I don’t intend to rehash the whole “settled science” can of worms here but you have to chalk this up to the same sort of paranoia that has gay people believing that Mike Pence is going to abduct them and electroshock them into Stepford heterosexuals.

These fears are not based merely on a sense of dreading-the-worst from a man who has called climate change a Chinese hoax, nominated a climate change denier with close ties to the fossil fuel industry as head of the EPA, the CEO of ExxonMobil as Secretary of State, and will reportedly name the fossil fuel-friendly Rick Perry as Secretary of Energy.

Yeah, but they pretty much are based on that. On that and BUSH! Or at least a 2007 study of W’s virtually complete blackout of climate change science from the internet. It is literally a miracle that life still exists on the planet.

During the George W. Bush administration, which similarly denied that climate change is being caused by humans, there was widespread censorship and destruction of public-facing climate change information and research.

If Barack Obama’s administration made any changes to “public-facing” data I think the justification he’d give would be “I won” and all these Chicken Littles would be applauding.

With the Trump presidency looming, many scientists who studied Bush’s policies are starting a mad dash to preserve climate science that has been made available under President Obama based on fears that it might no longer be publicly accessible. Several professors I spoke to say that officials who work for the government’s science departments are privately imploring researchers outside the government to download what they can now, or risk losing access to it later.

“Several professors” talked to “officials.”

Scientists who don’t have to worry about upsetting their future bosses, however, tell a very different story.

“My expectation and fear is we are going to see round two of Bush,” Robert Paterson, co-director of the Urban Information Lab at the University of Texas’s School of Architecture, told me. Paterson posted about his concerns on a Facebook group for professors called Planners 2040 earlier this month. “The appointments are hostile to climate change, so I think it’s prudent for folks to download the science that’s easily available now, because you may have to file a [Freedom of Information request] later to get it.”

While it’s easy to scrape an HTML website, Paterson and others are worried that, for instance, a NOAA database and tool regularly used by city planners to calculate sea level rise could be pulled offline.

“It’s less the documents, which we can get through alternative means,” he said. “The bigger issue in my mind is the access to databases and analytic software that public dollars paid for which by administrative fiat they may remove. I use the NOAA sea level rise projection database for discussion in my environmental impact assessment class. I use the greenhouse gas emission calculator for analysis of major federal climate actions.”

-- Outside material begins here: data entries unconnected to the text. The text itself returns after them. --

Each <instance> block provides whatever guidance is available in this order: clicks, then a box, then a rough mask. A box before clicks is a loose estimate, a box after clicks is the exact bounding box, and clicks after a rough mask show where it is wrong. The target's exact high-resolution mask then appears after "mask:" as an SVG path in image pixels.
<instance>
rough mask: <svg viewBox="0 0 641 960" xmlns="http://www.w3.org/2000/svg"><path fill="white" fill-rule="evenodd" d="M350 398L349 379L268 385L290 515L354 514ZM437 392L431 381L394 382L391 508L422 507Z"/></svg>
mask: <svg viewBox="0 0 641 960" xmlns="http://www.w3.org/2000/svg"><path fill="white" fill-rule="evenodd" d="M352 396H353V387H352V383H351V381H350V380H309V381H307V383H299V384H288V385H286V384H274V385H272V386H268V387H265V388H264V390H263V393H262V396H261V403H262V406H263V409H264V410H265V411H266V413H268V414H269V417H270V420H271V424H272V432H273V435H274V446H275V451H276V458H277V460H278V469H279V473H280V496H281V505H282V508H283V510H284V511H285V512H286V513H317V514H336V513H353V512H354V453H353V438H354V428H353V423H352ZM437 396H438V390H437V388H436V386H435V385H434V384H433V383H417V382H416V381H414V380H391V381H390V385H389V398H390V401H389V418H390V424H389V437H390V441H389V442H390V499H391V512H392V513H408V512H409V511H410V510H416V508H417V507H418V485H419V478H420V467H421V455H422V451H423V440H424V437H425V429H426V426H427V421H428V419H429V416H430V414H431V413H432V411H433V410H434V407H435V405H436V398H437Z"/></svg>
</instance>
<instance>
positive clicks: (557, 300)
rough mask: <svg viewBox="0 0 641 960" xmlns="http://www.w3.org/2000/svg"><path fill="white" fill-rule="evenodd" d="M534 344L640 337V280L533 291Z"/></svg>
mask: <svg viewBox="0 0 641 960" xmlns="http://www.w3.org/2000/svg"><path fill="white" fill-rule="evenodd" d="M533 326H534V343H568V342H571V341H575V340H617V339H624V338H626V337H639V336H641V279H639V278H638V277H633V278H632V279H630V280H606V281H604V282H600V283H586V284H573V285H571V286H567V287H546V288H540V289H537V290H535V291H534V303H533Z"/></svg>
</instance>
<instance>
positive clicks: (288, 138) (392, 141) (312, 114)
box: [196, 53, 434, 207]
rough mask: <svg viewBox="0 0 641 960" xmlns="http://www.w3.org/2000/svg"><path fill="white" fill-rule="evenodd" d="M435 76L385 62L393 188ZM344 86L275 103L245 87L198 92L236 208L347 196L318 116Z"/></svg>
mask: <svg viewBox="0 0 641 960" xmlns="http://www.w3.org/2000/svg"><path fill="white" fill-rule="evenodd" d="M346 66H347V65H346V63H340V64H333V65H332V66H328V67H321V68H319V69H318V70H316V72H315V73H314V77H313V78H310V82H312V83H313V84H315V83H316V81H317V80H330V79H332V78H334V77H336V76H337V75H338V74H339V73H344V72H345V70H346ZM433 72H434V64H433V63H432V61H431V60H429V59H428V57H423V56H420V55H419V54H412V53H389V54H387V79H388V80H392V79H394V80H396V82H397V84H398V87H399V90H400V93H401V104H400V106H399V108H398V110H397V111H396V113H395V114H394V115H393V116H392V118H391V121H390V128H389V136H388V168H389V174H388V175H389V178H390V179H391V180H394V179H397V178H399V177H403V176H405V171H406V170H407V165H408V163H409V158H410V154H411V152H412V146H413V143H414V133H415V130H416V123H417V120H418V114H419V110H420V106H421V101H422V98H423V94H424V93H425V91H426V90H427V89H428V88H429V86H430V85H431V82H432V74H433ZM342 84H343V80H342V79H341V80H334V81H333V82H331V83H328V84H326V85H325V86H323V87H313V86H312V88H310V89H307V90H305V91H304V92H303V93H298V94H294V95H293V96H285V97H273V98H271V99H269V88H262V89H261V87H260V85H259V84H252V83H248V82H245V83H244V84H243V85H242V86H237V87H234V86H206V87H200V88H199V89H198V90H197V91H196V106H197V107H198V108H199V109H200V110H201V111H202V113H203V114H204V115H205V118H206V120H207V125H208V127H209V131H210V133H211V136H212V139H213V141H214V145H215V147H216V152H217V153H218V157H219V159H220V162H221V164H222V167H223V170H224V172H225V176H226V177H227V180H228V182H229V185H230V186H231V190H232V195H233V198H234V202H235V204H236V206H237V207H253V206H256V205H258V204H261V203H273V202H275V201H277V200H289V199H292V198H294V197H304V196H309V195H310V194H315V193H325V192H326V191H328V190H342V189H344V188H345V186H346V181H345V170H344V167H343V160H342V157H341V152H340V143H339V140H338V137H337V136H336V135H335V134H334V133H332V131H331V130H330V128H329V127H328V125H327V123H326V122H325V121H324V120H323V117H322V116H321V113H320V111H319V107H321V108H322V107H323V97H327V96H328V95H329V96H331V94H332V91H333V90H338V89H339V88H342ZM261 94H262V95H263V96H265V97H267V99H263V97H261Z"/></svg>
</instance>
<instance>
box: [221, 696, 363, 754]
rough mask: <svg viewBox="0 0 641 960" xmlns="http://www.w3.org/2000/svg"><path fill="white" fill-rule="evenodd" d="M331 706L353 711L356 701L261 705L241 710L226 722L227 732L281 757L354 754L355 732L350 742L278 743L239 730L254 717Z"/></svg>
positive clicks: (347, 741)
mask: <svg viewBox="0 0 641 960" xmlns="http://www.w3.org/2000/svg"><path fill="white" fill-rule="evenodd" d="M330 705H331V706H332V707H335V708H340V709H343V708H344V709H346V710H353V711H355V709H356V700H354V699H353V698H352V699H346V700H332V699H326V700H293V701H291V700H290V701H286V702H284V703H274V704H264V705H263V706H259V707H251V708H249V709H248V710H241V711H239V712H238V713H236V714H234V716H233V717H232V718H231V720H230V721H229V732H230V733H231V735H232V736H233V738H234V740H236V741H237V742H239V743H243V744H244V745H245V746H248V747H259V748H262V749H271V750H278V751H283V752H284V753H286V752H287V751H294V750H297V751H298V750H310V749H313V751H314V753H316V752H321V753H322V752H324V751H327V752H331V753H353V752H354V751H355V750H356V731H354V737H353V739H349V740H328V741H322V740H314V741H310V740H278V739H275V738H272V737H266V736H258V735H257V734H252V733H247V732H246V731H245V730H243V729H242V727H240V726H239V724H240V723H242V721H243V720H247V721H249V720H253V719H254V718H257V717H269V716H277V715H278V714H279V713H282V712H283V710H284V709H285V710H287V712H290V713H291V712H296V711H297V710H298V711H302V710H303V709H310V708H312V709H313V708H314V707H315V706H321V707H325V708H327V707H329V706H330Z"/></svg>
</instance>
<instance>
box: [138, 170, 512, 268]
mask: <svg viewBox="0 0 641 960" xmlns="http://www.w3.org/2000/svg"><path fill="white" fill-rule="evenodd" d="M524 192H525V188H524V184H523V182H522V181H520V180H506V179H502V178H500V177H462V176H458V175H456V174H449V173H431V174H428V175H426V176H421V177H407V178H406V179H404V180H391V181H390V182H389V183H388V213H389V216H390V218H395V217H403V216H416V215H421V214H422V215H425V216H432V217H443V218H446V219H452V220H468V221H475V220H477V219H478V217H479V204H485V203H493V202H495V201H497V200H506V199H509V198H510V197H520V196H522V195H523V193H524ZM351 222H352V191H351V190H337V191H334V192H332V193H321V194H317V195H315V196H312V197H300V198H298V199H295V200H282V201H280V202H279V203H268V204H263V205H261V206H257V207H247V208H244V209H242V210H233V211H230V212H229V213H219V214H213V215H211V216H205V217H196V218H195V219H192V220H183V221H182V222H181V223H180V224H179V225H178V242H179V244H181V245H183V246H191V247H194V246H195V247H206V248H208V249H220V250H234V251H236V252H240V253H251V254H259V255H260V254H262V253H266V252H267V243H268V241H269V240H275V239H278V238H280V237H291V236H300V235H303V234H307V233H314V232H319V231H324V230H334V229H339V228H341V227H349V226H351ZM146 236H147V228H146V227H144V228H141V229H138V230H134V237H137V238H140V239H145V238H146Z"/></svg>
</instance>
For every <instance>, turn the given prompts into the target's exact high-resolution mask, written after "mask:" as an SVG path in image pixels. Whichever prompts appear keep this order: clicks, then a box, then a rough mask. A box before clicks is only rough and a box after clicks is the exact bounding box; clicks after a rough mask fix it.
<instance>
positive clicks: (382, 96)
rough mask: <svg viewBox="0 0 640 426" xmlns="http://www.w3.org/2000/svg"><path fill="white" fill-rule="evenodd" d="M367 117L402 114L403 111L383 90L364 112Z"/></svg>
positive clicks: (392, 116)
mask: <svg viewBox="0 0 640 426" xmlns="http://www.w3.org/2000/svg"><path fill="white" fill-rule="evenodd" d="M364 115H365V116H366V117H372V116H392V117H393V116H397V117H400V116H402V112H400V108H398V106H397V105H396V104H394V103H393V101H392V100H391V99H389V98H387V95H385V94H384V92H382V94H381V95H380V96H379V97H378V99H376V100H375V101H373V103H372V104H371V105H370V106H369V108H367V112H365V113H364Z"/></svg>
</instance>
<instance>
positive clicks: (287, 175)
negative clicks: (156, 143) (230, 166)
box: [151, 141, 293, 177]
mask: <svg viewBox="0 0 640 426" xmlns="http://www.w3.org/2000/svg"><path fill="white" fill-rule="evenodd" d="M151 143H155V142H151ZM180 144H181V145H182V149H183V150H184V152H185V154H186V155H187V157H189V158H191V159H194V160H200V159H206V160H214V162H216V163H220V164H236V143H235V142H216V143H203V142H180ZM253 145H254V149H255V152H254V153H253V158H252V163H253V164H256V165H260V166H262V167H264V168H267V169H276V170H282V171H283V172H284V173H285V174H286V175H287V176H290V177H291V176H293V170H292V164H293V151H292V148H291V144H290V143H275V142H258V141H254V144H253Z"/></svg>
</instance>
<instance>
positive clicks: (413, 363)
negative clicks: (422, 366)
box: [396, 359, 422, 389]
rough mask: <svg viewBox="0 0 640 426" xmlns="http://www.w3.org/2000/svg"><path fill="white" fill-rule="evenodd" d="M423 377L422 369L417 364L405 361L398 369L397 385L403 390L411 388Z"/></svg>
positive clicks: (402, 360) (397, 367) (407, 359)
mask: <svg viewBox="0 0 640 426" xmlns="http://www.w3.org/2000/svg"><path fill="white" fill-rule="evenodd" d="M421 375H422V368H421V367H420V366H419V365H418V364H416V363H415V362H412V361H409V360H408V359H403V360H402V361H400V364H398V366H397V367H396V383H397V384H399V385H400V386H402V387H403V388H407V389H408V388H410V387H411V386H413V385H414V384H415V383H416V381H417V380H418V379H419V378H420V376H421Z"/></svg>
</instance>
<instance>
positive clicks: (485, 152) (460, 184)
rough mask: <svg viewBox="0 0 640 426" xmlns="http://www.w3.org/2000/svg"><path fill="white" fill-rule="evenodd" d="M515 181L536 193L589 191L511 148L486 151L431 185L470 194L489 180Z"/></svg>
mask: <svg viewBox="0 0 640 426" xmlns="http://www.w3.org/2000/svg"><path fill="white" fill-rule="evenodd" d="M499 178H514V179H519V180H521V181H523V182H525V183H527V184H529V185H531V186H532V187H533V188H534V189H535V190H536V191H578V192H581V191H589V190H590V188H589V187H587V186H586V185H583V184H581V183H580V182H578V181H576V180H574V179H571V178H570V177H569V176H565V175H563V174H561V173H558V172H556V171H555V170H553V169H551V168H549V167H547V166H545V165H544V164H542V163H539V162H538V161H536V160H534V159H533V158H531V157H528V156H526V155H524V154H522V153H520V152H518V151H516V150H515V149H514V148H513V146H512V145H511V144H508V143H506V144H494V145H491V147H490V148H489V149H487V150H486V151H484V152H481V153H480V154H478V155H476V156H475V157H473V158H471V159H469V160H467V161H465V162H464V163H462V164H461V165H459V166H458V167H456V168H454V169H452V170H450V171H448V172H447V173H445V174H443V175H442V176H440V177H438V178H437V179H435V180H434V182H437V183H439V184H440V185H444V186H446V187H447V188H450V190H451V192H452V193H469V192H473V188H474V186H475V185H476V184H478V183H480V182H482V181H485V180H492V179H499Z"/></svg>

For a field of science that is “settled” why is there such an inordinate dependence on the government for information? If the research and predictions are so rock solid one would expect that the task of producing software for prediction and analysis would have long since transitioned to the private sector. Maybe that will happen as a result of the “guerilla archiving” effort that is now happening in response to this expectation that the Trump administration will be bent on deleting internet content.